I enjoyed the opening ceremony. I thought it very much reflected Zhang Yi Mou’s sensibilties. Only complaint might be length of time. The precession of athletes was long. Speaking as a US citizen native, I thought the US athletes great gadsby hats were the most cheesy thing that happened. The final torch relay was a little over drawn out. The guy running around the giant screen opening the scroll by highwire was not all that necessary. But it was visually spectacular, much like Zhang Yi Mou’s movies curse of the golden flower or yingxiong or his outdoor folk show in yangshuo about the sisters liu.

Sad to say the gravity of the Russian invasion of Georgia should overshadow Tibet and other issues with China. Seeing GW hanging out with his soulmate putin in beijing while russian tanks violate georgian sovereignity even more egregioiusly than saddam’s invasion of kuwait seems like a fitting finale for his administration. China’s crankdown in Tibet pales in comparison.

The Beijing Olympics will porbably end up being successful over all and possibly a high point for 2008 global relations.

August 10, 2008 @ 10:39 am | Comment

I watched part of it at the Frog in Taichung. And like Richard, I often enjoy such spectacles. I didn’t see a whole lot, but it looked great. No one was really watching it, and they switched to a Taiwan baseball game, which no one watched either.


August 10, 2008 @ 4:37 pm | Comment

Accually I quite liked it. Thought to many cute little children children for my taste.

August 10, 2008 @ 6:59 pm | Comment

i saw the first 20 mins and then the rest on and off and, ahem, quite enjoyed it.

August 11, 2008 @ 3:28 pm | Comment

Opening ceremony outstanding.

Scoring for anything that is not on clock – more like the bad old days where we could expect hard to believe things from the Bloc nations.

But as for on the clock things – the men’s 4×100 relay was without a doubt the best race and most amazing comeback I have ever seen – and this is as a swimmer. Thorpe in 2000 was great, but this was beyond that.

August 11, 2008 @ 3:49 pm | Comment

I didn’t see the opening ceremony and probably will not but before it’s all forgotten or buried note that the event was directed by Zhang Yimou, but he scripted (“designed” if you will) the first part; the last part was scripted by others.

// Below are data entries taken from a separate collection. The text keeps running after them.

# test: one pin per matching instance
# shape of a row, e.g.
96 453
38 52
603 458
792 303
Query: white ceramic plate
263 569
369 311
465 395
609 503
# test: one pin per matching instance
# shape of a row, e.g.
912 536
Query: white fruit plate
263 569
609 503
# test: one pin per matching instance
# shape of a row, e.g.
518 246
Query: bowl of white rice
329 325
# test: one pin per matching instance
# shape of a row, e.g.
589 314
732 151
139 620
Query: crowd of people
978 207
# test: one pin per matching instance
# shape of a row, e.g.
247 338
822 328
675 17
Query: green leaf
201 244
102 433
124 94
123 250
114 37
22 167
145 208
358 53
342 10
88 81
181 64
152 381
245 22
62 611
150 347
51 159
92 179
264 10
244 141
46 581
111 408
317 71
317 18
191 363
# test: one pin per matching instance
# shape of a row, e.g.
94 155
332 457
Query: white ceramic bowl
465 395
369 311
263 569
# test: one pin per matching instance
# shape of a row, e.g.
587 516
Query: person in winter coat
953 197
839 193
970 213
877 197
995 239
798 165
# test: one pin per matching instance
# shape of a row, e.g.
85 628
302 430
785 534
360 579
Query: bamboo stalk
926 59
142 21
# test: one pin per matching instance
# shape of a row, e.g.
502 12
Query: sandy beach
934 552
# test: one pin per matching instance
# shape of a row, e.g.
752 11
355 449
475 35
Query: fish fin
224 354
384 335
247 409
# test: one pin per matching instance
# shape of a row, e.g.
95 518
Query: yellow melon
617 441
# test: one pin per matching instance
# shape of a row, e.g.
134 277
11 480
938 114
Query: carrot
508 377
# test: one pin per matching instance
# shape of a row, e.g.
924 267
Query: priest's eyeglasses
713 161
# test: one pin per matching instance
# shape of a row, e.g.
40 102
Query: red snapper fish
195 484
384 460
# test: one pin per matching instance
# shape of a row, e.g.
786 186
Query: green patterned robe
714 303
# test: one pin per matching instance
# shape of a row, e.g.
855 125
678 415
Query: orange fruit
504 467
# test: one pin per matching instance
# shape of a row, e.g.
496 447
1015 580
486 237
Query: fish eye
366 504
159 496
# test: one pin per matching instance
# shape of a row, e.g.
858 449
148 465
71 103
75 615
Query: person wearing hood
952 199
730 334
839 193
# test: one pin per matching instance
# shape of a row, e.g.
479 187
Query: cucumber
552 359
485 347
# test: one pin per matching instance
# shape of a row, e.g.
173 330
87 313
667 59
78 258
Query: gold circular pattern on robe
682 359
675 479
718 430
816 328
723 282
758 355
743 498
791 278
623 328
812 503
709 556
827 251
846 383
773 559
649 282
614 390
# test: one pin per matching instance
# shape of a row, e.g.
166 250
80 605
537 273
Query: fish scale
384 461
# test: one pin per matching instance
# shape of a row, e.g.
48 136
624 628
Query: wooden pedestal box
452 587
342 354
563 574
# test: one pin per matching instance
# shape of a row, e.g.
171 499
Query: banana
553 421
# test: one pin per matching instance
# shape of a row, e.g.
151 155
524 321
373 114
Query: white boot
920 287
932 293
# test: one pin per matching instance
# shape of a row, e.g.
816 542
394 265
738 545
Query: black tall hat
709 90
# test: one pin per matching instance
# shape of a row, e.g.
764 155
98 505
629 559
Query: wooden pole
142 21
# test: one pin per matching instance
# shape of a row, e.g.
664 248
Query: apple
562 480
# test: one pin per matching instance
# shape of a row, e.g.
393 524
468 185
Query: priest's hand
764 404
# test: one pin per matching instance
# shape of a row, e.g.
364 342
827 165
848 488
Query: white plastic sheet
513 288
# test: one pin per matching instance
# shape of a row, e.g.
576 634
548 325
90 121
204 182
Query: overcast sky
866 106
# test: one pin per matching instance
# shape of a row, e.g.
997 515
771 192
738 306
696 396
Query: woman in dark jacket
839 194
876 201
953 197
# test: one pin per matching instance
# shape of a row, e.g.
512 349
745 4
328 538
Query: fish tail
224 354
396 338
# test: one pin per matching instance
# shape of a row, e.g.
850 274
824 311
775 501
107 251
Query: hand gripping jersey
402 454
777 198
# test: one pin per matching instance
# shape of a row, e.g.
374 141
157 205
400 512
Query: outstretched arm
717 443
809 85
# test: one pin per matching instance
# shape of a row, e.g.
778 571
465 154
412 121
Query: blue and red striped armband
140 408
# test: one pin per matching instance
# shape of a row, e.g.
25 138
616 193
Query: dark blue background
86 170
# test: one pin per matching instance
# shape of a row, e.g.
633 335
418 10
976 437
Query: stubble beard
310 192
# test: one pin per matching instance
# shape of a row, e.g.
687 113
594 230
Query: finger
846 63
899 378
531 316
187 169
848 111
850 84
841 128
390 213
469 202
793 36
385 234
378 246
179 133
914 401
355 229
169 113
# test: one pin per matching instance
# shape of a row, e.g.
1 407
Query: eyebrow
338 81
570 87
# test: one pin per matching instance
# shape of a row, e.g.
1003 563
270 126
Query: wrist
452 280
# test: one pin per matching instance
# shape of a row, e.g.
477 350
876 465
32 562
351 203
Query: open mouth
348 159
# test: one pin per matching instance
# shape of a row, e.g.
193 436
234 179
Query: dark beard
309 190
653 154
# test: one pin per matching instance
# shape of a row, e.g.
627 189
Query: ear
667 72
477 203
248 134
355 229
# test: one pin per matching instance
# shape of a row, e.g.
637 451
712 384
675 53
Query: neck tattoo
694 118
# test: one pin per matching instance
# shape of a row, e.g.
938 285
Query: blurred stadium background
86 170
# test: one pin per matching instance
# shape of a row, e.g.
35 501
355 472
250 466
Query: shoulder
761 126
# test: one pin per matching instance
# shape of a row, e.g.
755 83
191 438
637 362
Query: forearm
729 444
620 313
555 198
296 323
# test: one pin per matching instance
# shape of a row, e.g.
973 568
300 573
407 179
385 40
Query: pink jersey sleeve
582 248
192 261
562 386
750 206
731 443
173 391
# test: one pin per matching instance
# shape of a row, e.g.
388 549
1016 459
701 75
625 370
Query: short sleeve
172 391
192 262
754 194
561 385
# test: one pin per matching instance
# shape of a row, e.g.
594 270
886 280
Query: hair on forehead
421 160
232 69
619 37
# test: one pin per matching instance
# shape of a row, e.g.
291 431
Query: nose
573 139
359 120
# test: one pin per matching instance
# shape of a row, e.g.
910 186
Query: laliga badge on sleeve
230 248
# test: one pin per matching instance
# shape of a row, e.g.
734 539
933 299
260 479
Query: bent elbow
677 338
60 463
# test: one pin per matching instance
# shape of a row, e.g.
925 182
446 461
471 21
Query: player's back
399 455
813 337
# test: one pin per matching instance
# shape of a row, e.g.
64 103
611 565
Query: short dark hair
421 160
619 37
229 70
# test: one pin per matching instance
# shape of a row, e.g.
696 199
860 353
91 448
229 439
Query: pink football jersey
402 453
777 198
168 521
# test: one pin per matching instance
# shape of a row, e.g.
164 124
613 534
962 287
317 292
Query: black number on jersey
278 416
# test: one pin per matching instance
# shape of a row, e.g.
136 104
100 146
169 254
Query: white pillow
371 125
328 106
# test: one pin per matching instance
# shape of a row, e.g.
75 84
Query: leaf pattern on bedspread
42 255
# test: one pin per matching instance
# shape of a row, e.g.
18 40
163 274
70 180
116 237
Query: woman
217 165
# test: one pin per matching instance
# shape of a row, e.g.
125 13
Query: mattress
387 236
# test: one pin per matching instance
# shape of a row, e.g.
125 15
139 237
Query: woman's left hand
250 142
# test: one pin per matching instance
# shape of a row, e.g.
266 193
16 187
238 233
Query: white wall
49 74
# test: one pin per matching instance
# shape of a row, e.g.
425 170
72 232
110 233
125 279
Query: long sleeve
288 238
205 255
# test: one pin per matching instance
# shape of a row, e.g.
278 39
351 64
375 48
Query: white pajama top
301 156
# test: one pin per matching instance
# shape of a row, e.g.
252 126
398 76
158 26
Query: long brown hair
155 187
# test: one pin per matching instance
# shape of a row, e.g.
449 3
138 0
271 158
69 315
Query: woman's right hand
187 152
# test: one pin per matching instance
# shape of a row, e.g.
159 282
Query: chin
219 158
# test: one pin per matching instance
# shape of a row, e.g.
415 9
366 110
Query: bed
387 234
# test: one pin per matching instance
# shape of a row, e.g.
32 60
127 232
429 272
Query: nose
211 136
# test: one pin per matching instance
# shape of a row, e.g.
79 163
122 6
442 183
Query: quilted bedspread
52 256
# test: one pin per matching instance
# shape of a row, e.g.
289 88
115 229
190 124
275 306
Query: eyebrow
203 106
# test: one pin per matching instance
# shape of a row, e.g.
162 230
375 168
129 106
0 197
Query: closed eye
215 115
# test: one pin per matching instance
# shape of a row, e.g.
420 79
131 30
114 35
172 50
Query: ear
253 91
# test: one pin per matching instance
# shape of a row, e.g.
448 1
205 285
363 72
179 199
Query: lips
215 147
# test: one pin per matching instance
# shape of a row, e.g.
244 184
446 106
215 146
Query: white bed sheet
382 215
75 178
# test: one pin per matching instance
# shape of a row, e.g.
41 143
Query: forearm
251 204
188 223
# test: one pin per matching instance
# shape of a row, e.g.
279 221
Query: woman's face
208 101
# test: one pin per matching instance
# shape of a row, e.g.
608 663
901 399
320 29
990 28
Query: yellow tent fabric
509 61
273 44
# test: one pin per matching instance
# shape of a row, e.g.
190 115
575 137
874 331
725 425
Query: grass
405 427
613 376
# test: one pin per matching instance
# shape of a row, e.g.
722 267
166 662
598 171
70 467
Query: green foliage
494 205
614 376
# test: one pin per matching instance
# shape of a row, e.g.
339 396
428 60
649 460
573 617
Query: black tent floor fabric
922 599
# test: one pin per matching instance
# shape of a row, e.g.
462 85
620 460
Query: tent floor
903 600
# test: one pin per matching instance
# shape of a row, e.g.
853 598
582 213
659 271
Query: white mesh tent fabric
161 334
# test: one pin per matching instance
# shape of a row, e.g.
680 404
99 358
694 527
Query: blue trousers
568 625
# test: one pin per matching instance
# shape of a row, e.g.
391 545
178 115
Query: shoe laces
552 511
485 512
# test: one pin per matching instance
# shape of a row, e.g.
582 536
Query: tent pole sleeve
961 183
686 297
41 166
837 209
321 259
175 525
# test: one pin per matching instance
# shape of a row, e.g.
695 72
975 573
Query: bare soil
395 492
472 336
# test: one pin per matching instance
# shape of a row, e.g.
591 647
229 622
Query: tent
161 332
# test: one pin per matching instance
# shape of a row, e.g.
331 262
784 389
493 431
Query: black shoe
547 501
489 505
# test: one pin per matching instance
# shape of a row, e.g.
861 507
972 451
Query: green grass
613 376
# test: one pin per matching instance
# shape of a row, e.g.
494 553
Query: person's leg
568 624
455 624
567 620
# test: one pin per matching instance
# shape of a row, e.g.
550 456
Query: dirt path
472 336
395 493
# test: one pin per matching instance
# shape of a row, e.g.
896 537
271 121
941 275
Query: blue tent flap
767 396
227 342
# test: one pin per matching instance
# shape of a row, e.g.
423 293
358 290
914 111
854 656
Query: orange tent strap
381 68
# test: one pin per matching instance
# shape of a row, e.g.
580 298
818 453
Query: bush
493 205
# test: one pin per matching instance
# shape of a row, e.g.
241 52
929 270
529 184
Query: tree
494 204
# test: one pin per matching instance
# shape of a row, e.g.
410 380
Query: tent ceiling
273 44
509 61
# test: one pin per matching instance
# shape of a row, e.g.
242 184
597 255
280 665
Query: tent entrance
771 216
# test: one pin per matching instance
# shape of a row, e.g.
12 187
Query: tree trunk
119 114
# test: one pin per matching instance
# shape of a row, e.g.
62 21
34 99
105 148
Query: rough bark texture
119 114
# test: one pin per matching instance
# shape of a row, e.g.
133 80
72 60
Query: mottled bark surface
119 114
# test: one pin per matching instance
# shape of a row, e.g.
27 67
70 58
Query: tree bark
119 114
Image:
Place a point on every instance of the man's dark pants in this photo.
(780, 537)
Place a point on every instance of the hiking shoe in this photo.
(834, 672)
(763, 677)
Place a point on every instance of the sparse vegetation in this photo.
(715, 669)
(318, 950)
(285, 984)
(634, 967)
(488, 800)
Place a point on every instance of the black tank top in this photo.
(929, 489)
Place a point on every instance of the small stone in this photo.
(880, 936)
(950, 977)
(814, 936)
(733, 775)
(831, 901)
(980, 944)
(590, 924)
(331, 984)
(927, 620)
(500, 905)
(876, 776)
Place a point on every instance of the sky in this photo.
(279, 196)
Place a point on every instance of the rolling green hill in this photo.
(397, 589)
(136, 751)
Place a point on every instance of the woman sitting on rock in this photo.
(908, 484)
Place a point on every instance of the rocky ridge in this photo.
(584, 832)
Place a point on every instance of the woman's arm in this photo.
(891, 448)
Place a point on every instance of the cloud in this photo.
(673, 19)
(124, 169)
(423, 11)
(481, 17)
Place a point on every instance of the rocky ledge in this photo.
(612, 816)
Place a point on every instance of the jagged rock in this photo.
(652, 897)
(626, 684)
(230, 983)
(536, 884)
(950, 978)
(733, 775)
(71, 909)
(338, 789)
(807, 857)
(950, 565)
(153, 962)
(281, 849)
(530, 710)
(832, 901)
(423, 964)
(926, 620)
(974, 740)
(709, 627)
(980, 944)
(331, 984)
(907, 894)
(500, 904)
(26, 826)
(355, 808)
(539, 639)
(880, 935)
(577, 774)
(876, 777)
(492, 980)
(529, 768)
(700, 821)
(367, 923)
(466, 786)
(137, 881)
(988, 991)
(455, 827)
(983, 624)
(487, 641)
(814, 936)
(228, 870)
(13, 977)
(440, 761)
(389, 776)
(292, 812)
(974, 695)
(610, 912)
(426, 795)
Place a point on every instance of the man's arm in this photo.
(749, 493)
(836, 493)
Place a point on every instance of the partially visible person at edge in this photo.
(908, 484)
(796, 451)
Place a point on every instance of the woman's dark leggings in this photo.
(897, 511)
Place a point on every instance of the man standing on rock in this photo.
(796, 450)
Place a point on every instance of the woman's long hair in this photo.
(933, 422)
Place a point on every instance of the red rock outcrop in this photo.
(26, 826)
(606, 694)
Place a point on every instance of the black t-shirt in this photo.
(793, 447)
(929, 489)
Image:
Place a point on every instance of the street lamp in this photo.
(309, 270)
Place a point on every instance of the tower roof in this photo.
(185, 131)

Also, the US$42-43 billion figure (what’s a billion more or less? I meant that humorously, please) accounts for all the construction and public infrastructure in Beijing for this Olympiad; the actual cost of the venues on site is nowhere among the most expensive for an Olympiad. Sorry, but the Beijing Olympic authorities did not pay US$43 billion for The Bird’s Nest, The Water Cube, fireworks and extras for opening and closing ceremonies.